Ok, who's buying me a new k/b? I can wash the coke off my monitor but
I'm on my spare k/b ;o)
My worst bird encounter was in a truck but I'm not sure that made it
any better.
There were 3 of us traveling in convoy through the mountains of
southern BC. In front was my daughter and her best friend with apx 10
days on her new licence in a 91 Mustang. Next was Myself, wife, and
baby in my F250 with a 10' slide in camper, towing my brother in-laws
12' tent trailer. Last was my brother in-law, with his wife and 3
kids in a caprice.
The Owl was eating something off the yellow lines in the center of
the road, The girls passed it in the mustang by inches without seeing
it, It however saw them and decided to jump up and fly away. This was
it's undoing. Had it stayed put all three of us would have passed
without incident.
Due to our speed and it's reaction time, by the time it actually
jumped up it was now beside my front tire, as it came up it hit my
door mirror, I saw a flash of white, Hauling the wheel to the right
out of reflex more than thought, the camper obeying Newton's first
law of motion stayed put relative to the road but leaned out the left
side of the truck. The Owl then hit the front jack on my camper. This
caused it to be deflected down and under the truck. I then yanked the
wheel to the left to catch the camper that was trying to unload
itself. This put the Owl about dead center of the truck as it came
out from under the back and into the trailer... Oh ya the trailer...
As I was yarding the truck to and fro it was trying gamely to follow.
First up onto the left wheel, then hopping completely over the very
upset Owl to land on it's right wheel, then settling down onto both.

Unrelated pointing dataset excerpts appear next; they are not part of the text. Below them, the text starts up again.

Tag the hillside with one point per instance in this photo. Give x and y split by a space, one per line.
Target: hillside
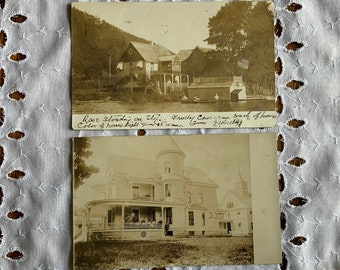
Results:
92 39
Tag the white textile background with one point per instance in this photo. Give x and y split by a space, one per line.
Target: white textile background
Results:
43 195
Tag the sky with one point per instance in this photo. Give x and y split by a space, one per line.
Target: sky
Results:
174 25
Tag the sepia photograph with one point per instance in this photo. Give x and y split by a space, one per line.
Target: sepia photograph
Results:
156 201
169 58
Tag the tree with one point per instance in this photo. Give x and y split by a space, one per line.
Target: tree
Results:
82 171
242 30
260 49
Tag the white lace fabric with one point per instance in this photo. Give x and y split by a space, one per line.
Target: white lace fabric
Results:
40 238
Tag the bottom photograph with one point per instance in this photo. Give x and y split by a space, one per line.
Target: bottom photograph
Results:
156 201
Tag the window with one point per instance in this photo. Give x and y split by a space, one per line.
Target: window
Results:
135 215
189 197
167 190
191 218
139 64
168 215
200 198
110 216
167 167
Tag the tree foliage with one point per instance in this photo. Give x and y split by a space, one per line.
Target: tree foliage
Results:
82 171
242 30
92 41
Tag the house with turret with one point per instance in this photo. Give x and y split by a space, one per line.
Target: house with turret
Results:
237 208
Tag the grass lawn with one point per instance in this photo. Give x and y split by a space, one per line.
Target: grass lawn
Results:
158 253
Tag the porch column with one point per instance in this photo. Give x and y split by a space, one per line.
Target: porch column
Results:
172 82
123 214
164 84
180 82
87 221
163 223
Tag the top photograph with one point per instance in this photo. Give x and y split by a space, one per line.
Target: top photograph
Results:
173 65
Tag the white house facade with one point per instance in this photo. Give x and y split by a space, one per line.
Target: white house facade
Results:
145 199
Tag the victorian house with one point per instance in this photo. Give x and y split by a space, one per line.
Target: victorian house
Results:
143 199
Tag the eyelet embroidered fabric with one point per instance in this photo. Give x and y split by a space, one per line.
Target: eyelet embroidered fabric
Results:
35 187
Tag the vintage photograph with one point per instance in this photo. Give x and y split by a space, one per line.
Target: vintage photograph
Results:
158 201
192 57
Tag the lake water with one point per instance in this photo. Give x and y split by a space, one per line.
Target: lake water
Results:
117 107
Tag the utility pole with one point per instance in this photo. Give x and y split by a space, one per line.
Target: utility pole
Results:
110 64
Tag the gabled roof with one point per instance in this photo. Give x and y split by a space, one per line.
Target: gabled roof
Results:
151 52
167 58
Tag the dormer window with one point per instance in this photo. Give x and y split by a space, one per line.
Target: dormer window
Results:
167 167
167 190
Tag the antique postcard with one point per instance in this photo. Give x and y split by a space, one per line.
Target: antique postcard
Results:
156 201
173 65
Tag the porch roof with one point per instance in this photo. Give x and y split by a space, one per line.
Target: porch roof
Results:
132 203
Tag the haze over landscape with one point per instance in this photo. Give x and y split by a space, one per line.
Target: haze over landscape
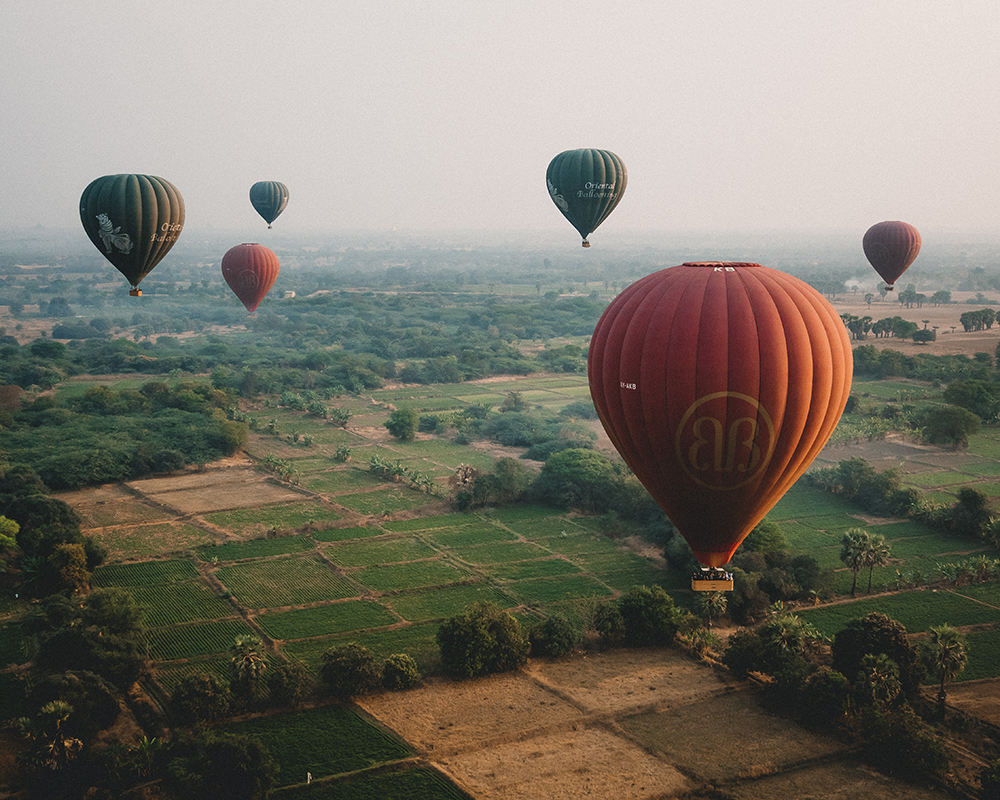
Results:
769 116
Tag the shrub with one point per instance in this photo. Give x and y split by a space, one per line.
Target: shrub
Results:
483 640
649 615
202 697
350 669
554 637
400 672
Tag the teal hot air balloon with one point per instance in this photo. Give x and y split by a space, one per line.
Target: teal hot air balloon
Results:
133 220
269 198
586 185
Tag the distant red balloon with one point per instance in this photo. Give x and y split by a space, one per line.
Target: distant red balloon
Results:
719 383
891 248
250 270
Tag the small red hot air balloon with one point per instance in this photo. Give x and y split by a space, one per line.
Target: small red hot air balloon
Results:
719 383
891 247
250 270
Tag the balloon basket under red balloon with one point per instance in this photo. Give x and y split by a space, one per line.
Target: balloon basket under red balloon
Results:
712 580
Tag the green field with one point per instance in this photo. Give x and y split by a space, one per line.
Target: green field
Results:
285 582
323 741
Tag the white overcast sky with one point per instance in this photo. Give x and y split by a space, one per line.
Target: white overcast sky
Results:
729 114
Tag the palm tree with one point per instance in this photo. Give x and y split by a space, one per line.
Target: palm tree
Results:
944 654
852 552
877 552
713 604
878 679
249 662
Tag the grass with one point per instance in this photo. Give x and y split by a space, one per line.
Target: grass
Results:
294 515
397 577
422 783
443 603
322 741
255 548
384 501
150 540
379 551
196 639
285 582
172 603
325 620
916 610
553 590
144 573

Rob staring slack jawed at his acrobatic trailer gained enough
cognitive function to realize that there was something very large and
white running up his hood towards him, glancing off the windshield
before getting air under it's wings. He slams on the brakes, I slam
on the brakes, 10 screeching tires get the attention of the girls in
front of us. They look back to see Rob and I standing outside our
vehicles looking up at the trees beside the road.
The owl needless to say is PISSED! The girls stop and back up,
looking back over the folded ragtop, ask. "Why did you stop?" I
pointed at the Owl, They asked "How did you spot that up there?" I
decided that the next rest stop was our camp site for the night, and
that a rum and coke was the absolute first priority. The decision,
tho not up for debate was unanimous.
The trailer, and Rob's part of the events came from his wife and
kids. I was way to busy to be watching in the mirrors. His kids
thought it was cool, mine were oblivious, the adults were considering
pts counseling, or at least getting very drunk. The trailer tracked a
little funny after ;o)
At 04:07 PM 7/24/2011, you wrote:
No advanced warning for me, I was on a fwy overpass turning about 70
when he suddenly popped over the guardrail and filled my field of
vision full of flapping pigeon butt.
-Kyle
Pat Patterson
Abbotsford, BC, Canada
2001 PT Cruiser
83 450 Honda Nighthawk
78 F350 460/C6 on propane
71 Bronco 302/C4/D20 D44/9"
Some people try to turn back their odometers. Not me, I want people
to know "why" I look this way. I've traveled a long way and some of
the roads weren't paved.
"If you can't take the heat, don't tickle the dragon."